Each of the above scenarios, and these are but a few of many, are vastly different from one another, and each requires its own unique approach.

As far as what questions one should be asking, in a general sense, one should start with the very same questions they would ask about a single man who was never married. The starting point, and the most important consideration, as always, is to gauge the character of the man, and whether or not the shidduch appears compatible.

In addition to the standard shidduch research questions are also those meant to learn about the previous divorce, and the obligatory vigilance needed to take note of potential red-flags. Indeed, it is these endeavors that are much more challenging and nuanced.

The overall goal is to find out as much information as is necessary about the divorce, and as accurately as possible. Meaning to say, the nitty-gritty is not really relevant, and furthermore, not the business of anyone else to know.

Succeeding at this endeavor can prove rather difficult, as the references on each side will generally advocate for the side they know. Either because that is the truth, or because it is their honest perception of the truth, albeit a conceivably misguided one. It is also possible that out of intense fealty someone may pass all the blame of the divorce onto the other side, or simply on a bad set of circumstance, even knowing that was not actually the case.

On the other hand, many of the unbiased references that are to be found, those who feel no unwavering loyalty to either side, may not have much real, concrete, or precise information to share.

What one must try and accomplish is to garner from the inquiries that are made whether or not this divorcee can be assumed to maintain a stable and healthy marriage with another person. If one feels confident that is the case, it very well may be a shidduch worth considering.

Conversely, if the information received indicates there is a reasonable expectation that this divorcee is not capable of a being in a stable marriage relationship, and another divorce is likely to ensue, it is likely not a shidduch to pursue.

In such a case, however, it is still possible that one may have some very compelling reason to believe that despite what they have learned, this time will be different. If so, the matter must be talked over with a personal Rav or mentor – methodically, extensively and exhaustively – to be sure that one is not deceiving themselves, and walking into a future disaster.

Just to be patently clear, in none of the above am I referring to the discovery of serious issues such as abuse, severe mental instability, chronic physical illness, and the like, challilah. Those are matters far beyond the scope of this forum. I am speaking only about indicators of the emotional ability to maintain a happy and healthy marriage, with the potential to endure a lifetime.

As far as how to react to the divorce on the date itself, any divorcee should expect that the person they are dating is aware of their past divorce, and should act accordingly.
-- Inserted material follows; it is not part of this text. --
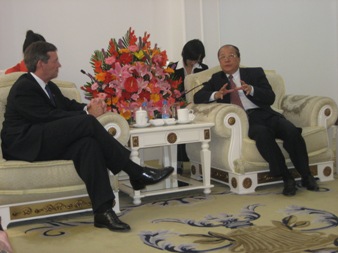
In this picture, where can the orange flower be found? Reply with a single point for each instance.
(131, 84)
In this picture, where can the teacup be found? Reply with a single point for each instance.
(141, 118)
(185, 115)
Therefore, being that it shouldn’t be a surprise to anyone, there is no reason not to address it head on, openly and sensitively.
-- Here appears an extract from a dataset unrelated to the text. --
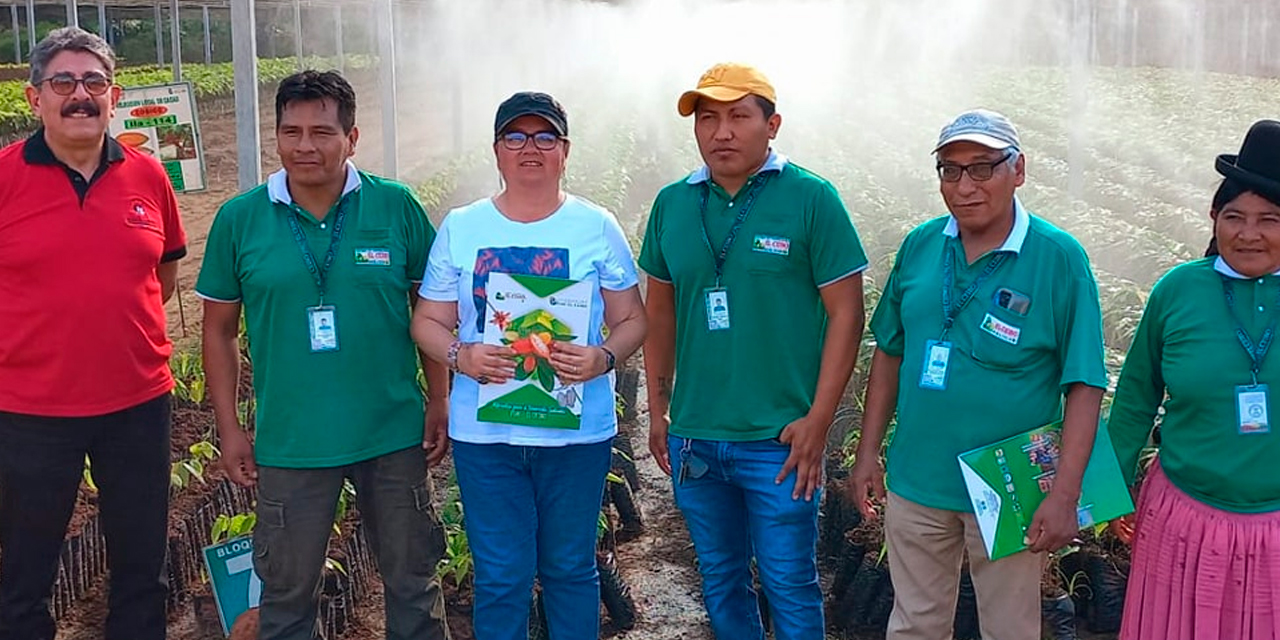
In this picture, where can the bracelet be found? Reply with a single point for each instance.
(611, 360)
(451, 357)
It does not need to be a belabored talking point throughout the date; that is the reason for prior research. Nor do details need to be dredged up; that would be insensitive and infelicitous. But, it should politely be brought up in conversation, in order to gauge his comfort level with his reality as a divorcee; whether or not he truly seems to have moved on and is ready for remarriage; and to confirm that how he presents his perception of the past is consistent with the research one has already done.

May The Megaleh Amukos help you discern fact from fiction, and give you the acuity and intuition with which to make a wise and astute decision regarding the shidduch you have been presented with.